Powell ne voit aucune raison d’agir
Hier, nous avons parlé de la détermination affichée par la banque centrale hongroise vis-à-vis de l'inflation. Celle-ci a en effet indiqué qu’elle relèverait (plus vite) ses taux jusqu’à ce que l’inflation redescende. Le contraste avec le message délivré par le président de la Fed, Jerome Powell, hier soir pourrait difficilement être plus grand. À titre d’illustration, voici tout de même une comparaison, même si celle-ci est tirée de tout contexte. Aux États-Unis, l’inflation CPI a atteint 5,4 % en juin, pour un objectif d’inflation de 2,0 %. En Hongrie, les prix à la consommation ont augmenté de 5,3 %, alors que l'objectif est fixé à 3,0 % (+/- 1 %). Hier, cela n'a toutefois pas empêché Powell de tirer une toute autre conclusion que son collègue hongrois Matolcsy. Une inflation n’est clairement pas l’autre.
La Fed voit la reprise se poursuivre. Les secteurs qui ont été durement touchés par la pandémie ont encore du chemin à parcourir et c'est également le cas pour le marché de l’emploi. La poussée inflationniste, qui est tout de même assez prononcée, est toujours qualifiée de passagère, même si Powell admet qu'il ne sait pas combien de temps l'inflation restera si élevée. Il a cependant fourni quelques éléments qui expliquent pourquoi le rebond actuel des prix ne constitue pas une "véritable" inflation. Les hausses de prix se manifestent surtout dans des groupes de produits où l’offre est perturbée et où la demande a subitement augmenté après la réouverture (voitures d’occasion, billets d’avion...). Powell ne considère pas non plus une flambée des prix "ponctuelle", même forte, (comme pour le pétrole, par exemple), comme de l’inflation, même s’il s’avère que les prix ne redescendent pas par la suite. Pour une "véritable" inflation, il faut qu'un mécanisme de hausse des prix à répétition s'enclenche (spirale prix-salaires). Or, Powell ne voit rien de tout cela. Le fait de ne pas tenir compte de certaines hausses de prix place évidemment la barre très haut pour un éventuel resserrement de la politique.

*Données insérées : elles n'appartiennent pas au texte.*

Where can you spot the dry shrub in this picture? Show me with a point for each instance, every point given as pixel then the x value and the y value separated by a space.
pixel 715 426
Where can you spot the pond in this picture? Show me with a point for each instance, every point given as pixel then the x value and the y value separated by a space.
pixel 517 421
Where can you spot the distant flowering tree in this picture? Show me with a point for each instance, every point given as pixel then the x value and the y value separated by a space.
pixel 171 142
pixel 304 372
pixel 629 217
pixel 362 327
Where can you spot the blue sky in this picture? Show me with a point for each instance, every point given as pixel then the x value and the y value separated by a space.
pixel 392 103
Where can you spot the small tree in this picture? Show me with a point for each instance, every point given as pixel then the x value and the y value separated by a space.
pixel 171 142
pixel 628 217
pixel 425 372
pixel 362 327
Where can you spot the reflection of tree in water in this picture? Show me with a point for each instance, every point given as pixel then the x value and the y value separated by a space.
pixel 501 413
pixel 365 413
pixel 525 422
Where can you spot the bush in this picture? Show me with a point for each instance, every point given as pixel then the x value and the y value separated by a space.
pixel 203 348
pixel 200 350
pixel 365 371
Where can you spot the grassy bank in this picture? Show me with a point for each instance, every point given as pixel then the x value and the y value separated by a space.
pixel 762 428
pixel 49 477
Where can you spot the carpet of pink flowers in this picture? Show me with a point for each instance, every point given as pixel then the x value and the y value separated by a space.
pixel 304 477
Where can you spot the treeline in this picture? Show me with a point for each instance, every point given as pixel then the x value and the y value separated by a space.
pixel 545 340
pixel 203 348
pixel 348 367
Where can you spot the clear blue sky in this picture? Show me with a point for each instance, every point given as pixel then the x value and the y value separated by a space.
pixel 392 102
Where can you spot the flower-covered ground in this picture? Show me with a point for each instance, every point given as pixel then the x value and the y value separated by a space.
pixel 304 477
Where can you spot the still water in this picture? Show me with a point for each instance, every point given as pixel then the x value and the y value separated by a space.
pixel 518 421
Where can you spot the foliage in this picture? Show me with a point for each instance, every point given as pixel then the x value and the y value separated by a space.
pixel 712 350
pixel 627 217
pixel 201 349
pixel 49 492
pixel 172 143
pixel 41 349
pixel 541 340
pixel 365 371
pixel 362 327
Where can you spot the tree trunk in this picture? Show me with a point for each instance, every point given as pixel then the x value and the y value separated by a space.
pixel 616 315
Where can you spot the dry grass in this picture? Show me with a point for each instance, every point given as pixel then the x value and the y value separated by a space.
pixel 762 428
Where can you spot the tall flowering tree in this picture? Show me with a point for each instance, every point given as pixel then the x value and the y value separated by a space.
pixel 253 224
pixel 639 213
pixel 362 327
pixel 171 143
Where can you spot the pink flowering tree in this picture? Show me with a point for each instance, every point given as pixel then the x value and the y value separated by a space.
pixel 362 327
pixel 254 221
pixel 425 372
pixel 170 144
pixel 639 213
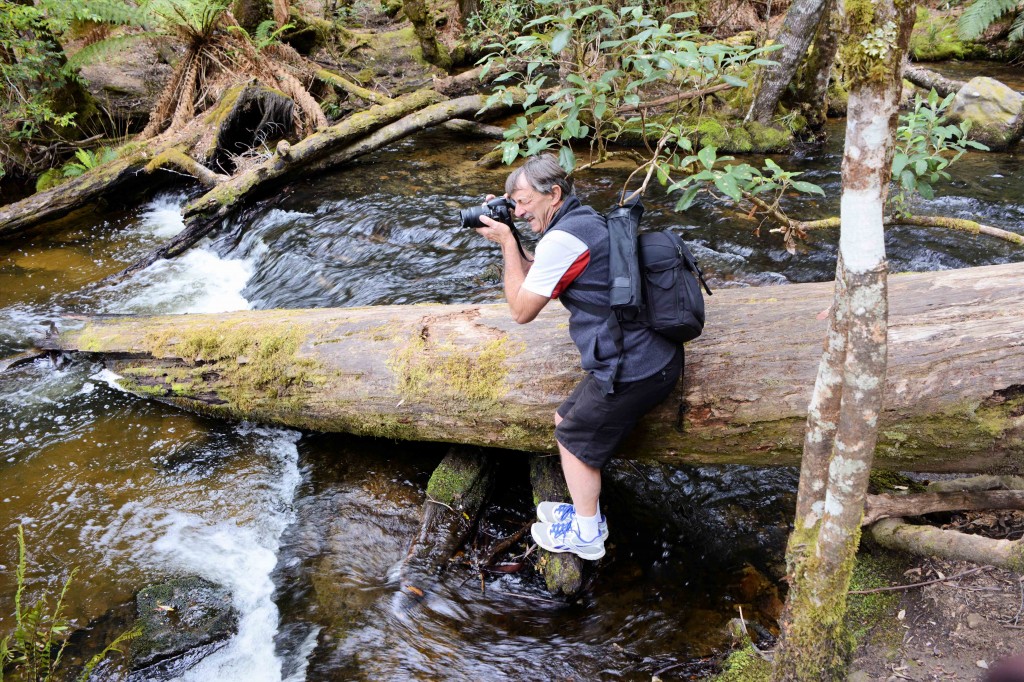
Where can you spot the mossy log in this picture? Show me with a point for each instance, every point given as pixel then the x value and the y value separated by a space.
pixel 562 571
pixel 456 494
pixel 953 395
pixel 930 80
pixel 929 541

La conclusion se devine facilement. La situation évolue en direction des objectifs de plein emploi et d'une inflation durablement proche de l’objectif symétrique de 2 %, mais pas encore suffisamment, surtout en ce qui concerne le marché du travail. Aucun relèvement de taux n’est donc encore à l’ordre du jour. Il est également encore trop tôt pour établir un plan concret de réduction progressive des achats d’obligations. La suite aux prochaines réunions de politique. La perspective de voir une feuille de route pour le retrait progressif du programme d'achat dévoilée à Jackson Hole (26-28 août) ou à la réunion de septembre (nouvelles perspectives) a du plomb dans l'aile.
Par souci d’exhaustivité, signalons encore que la Fed a créé deux nouvelles facilités repo destinées à contribuer à prévenir les chocs sur le marché monétaire comme celui auquel nous avons assisté l’année dernière au début de la pandémie.

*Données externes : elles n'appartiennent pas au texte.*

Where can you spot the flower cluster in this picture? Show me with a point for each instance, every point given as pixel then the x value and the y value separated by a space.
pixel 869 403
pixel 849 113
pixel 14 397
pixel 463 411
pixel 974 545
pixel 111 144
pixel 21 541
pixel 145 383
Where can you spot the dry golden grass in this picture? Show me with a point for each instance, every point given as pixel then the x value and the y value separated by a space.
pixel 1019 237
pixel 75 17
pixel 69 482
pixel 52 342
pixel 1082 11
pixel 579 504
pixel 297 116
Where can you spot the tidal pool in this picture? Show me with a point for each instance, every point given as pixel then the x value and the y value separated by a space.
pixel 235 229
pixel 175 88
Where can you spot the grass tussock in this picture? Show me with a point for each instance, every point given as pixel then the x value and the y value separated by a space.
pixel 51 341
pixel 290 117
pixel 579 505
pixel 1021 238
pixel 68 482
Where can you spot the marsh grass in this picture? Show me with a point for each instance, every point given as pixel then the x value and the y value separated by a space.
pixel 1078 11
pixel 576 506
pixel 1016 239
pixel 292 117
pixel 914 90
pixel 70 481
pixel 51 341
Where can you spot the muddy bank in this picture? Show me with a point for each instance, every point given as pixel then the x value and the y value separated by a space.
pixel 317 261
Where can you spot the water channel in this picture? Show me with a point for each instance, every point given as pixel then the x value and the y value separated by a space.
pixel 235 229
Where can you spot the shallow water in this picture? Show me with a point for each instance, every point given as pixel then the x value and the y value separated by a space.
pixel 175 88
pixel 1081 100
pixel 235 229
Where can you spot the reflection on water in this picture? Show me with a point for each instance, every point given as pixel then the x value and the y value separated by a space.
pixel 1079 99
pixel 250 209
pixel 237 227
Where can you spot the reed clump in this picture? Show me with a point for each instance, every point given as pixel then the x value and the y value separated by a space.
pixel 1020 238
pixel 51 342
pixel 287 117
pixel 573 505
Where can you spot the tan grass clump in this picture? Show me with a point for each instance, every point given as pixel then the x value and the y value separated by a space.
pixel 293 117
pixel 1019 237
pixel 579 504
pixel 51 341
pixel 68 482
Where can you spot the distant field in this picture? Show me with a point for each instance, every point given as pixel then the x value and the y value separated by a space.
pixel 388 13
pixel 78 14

La réaction des marchés après la réunion est restée limitée. Les taux à long terme se sont très légèrement repliés (-1 pb pour le taux à 10 ans). Le marché (des taux) a néanmoins bien reçu le signal "accommodant". La composante des taux réels est une nouvelle fois tombée à un plancher historique (-1,18 % pour le taux à 10 ans !!). mais cela a été compensé par une hausse des prévisions d’inflation. En réponse à une question posée lors de la conférence de presse, le président de la Fed ne s’est d’ailleurs pas laissé tenter par une interprétation rigoriste des mouvements tout de même étonnants observés sur le marché des taux. Le calme est alors revenu, même si tant les taux américains (1,25 %) et allemands à 10 ans (-0,45 %) ont eu du mal à quitter leurs récents planchers.
Selon la théorie, la combinaison de taux réels bas et de prévisions d’inflation plus élevées est préjudiciable au dollar. Et la théorie a bel et bien été respectée cette fois. Le cours EUR/USD se stabilise. Le premier niveau de résistance de 1,1881/95 est en vue. Une reprise au-dessus de 1,1975 mettrait le retour du dollar enclenché depuis début juin "entre parenthèses".